S100 calcium-binding protein A7 (S100A7), also known as psoriasin, is a protein that in humans is encoded by the S100A7 gene.

Function 

S100A7 is a member of the S100 family of proteins containing 2 EF-hand calcium-binding motifs. S100 proteins are localized in the cytoplasm and/or nucleus of a wide range of cells, and involved in the regulation of a number of cellular processes such as cell cycle progression and differentiation. S100 genes include at least 13 members which are located as a cluster on chromosome 1q21. This protein differs from the other S100 proteins of known structure in its lack of calcium binding ability in one EF-hand at the N-terminus.  The protein functions as a prominent antimicrobial peptide mainly against E. coli.

S100A7 also displays antimicrobial properties. It is secreted by epithelial cells of the skin and is a key antimicrobial protein against Escherichia coli by disrupting their cell membranes. This is the reason that in countries with poor sanitation, human skin is exposed to E. coli strains from faecal matter but it does not usually result in an infection.
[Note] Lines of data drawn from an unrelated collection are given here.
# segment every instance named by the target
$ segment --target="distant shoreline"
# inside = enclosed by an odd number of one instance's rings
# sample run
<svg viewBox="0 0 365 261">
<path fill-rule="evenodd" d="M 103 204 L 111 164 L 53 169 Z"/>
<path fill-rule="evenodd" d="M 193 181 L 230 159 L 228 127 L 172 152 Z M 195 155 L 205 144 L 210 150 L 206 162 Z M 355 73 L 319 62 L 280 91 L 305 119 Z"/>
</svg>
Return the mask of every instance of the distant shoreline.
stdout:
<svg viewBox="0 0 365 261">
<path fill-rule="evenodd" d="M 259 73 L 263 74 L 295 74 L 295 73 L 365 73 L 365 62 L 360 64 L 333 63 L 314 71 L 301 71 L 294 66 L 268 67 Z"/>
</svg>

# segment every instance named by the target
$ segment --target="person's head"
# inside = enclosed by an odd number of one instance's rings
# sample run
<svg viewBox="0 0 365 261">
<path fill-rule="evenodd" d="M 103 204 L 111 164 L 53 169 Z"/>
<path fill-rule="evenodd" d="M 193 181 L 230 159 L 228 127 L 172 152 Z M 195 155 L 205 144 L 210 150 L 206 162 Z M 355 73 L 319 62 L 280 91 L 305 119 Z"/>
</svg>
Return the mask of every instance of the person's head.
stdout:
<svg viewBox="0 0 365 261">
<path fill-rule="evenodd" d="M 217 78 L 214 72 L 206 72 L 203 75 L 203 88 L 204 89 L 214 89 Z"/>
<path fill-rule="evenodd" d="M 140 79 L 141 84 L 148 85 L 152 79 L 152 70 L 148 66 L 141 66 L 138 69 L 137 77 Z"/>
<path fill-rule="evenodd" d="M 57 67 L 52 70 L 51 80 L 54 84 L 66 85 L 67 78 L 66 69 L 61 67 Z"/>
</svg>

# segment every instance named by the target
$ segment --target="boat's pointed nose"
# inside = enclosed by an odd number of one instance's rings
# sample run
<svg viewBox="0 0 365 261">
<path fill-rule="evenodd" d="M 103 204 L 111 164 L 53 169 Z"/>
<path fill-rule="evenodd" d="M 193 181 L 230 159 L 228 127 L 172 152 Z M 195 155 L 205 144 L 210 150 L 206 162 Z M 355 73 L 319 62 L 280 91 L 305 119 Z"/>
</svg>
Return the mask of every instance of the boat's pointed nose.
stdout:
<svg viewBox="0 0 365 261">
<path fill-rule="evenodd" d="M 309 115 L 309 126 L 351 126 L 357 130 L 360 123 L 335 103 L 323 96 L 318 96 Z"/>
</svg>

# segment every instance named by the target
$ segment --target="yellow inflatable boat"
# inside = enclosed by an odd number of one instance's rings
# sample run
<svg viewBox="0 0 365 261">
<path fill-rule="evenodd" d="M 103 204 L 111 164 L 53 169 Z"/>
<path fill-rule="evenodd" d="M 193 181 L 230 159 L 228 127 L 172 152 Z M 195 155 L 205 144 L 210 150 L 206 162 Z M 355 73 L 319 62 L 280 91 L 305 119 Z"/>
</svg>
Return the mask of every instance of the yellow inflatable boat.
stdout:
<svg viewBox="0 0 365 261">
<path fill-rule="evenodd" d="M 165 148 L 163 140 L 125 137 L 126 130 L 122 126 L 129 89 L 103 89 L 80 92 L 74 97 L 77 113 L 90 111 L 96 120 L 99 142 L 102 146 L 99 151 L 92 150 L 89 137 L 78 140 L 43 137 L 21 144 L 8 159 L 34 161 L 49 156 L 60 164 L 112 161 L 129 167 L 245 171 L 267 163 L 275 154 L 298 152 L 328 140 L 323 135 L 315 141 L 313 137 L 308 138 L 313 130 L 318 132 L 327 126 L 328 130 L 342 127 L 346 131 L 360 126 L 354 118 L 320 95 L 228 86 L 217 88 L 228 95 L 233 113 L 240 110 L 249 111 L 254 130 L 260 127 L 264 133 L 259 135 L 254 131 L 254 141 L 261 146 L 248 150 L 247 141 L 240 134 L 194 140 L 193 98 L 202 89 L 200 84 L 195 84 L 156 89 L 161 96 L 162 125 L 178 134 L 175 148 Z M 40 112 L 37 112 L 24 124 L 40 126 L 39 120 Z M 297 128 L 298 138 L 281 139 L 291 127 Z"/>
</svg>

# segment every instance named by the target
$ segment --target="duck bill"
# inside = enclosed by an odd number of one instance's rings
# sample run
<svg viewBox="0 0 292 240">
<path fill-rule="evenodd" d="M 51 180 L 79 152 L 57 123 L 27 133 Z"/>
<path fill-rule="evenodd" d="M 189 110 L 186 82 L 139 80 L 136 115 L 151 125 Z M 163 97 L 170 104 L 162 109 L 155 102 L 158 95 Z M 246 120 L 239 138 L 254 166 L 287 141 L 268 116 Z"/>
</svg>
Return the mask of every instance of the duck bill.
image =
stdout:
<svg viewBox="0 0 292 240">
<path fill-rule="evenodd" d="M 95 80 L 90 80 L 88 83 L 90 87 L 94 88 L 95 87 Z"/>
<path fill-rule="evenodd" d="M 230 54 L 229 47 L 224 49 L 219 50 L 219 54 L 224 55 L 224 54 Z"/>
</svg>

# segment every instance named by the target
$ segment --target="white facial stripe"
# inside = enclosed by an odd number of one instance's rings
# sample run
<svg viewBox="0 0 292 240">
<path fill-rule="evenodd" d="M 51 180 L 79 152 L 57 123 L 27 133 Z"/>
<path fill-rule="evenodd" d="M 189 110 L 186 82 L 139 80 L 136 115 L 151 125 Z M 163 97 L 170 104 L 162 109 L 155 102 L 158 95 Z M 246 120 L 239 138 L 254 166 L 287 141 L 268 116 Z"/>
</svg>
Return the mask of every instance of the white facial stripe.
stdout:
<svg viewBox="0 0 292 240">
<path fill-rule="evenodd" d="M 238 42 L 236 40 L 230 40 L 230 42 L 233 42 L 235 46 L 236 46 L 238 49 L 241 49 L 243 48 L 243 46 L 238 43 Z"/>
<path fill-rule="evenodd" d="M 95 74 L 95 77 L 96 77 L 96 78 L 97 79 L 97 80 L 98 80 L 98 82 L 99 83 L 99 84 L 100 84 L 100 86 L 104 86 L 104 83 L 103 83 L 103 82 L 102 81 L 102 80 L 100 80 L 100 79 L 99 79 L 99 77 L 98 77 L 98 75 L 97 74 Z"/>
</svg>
S100A7 is highly homologous to S100A15 (koebnerisin) but distinct in expression, tissue distribution and function.

Clinical significance 

This protein is markedly over-expressed in the skin lesions of psoriatic patients, but is excluded as a candidate gene for familial psoriasis susceptibility. The expression of psoriasin is induced in skin wounds through activation of the epidermal growth factor receptor.

Interactions 

S100A7 has been shown to interact with COP9 constitutive photomorphogenic homolog subunit 5, FABP5 and RANBP9.

S100A7 interacts with RAGE (receptor of advanced glycated end products).